DEMOCRATS.COM TAKES UP A DISCREDITED MEME
Last week we all watched via satellite as many Iraqis, with a little help from the US Marines, toppled a hollow statue of Saddam Hussein in central Baghdad, symbolically killing off the Ba'athist regime that had held Iraq in its grip since 1968. People who love freedom and despise tyranny around the world celebrated, and rightly so--we'd just seen the end of a madman's reign over millions of people.But not everyone celebrated. Indymedia immediately put out a conspiracy theory, which was promptly debunked at OxBlog.
Now, Democrats.com has taken up the story. The group that counts among its founders a former Clinton administration official, and that has close ties to the more rabid wing of the Democrat party (think James Carville, Sid Blumenthal et al), and is even supported by Clinton himself, is in for the new lie. In today's email newsletter, Democrats.com has this to say:
__Fake 'Dancing In The Streets' - Free Iraqi Forces Get Around
Was the toppling of Saddam's statue a staged media event? There were only 150
celebrating Iraqis. Most curious is that one of the cheering Iraqis looks a
heck-of-a-lot like a member of Ahmed Chalabi's 'Free Iraqi Forces' militia.
That number--150--has already been shot out by OxBlog so I won't go into that here. There were many, many more than 150 Iraqis on hand to help knock that statue down, and dismember it, and drag its head through the streets. The Dems.com newsletter links to this picture, which includes the debunked IndyMedia shot along with some mug shot of a Iraqi National Congress person, which Dems.com alleges showed up at the toppling. This, to Dems.com's furtile imagination, locks the toppling as a propaganda ploy.
The proper response, supposing that it is the same person in both photos (a big "if"), is "And your point is?" INC activists have been Iraq for weeks prior to the war. In fact, many of them never left Iraq--they've been there all the time. Ahmed Chalabi, the head of the INC, only left in 1996 when the Clinton administration idiotically allowed Iraqi troops to mass against his forces in northern Iraq and blast them with tanks and artillery. In fact, the Clinton administration has a rather shaky history with Iraq and opposition leaders and groups. It just about got Chalabi killed in '96, and did get a couple of Saddam Hussein's son-in-laws killed after mishandling their defections in the mid-90s. But that's a story for another time.

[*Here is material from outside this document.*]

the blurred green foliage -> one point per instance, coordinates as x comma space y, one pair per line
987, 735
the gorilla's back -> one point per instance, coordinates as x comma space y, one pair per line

For this time, is it unreasonable to expect INC folks to show up at the momentous toppling of Saddam's statue in Baghdad? Does their presence, supposing it's even true, at that event automatically mean there's some sort of dark conspiracy behind the whole thing? The answer to both questions is of course not. INC activists have been working for the end of Saddam's regime for years; some have been working from within Iraq for a long time. You'd expect them to show up when Saddam's statue fell--that's the day they've been pining for for years. Where else would one expect them to be--shopping for loo-rolls with Robert Fisk?
What this little episode shows, more than anything else, is that the left prefers to make up and believe lies rather than accept the truth--that their political opposites are capable of doing good work around the world without them, and even in spite of them. Having castigated Bush as "Hitler," they can't accept the fact that Bush just killed a Hitler off without their support. It's too jarring to their self-righteous and self-centered view of the world, so they comfort themselves with conspiracies.
Next thing you know, missing former Iraqi Information Minister Mohammed Saeed al-Sahaf will show up in Washington to work as the DNC's communication chief.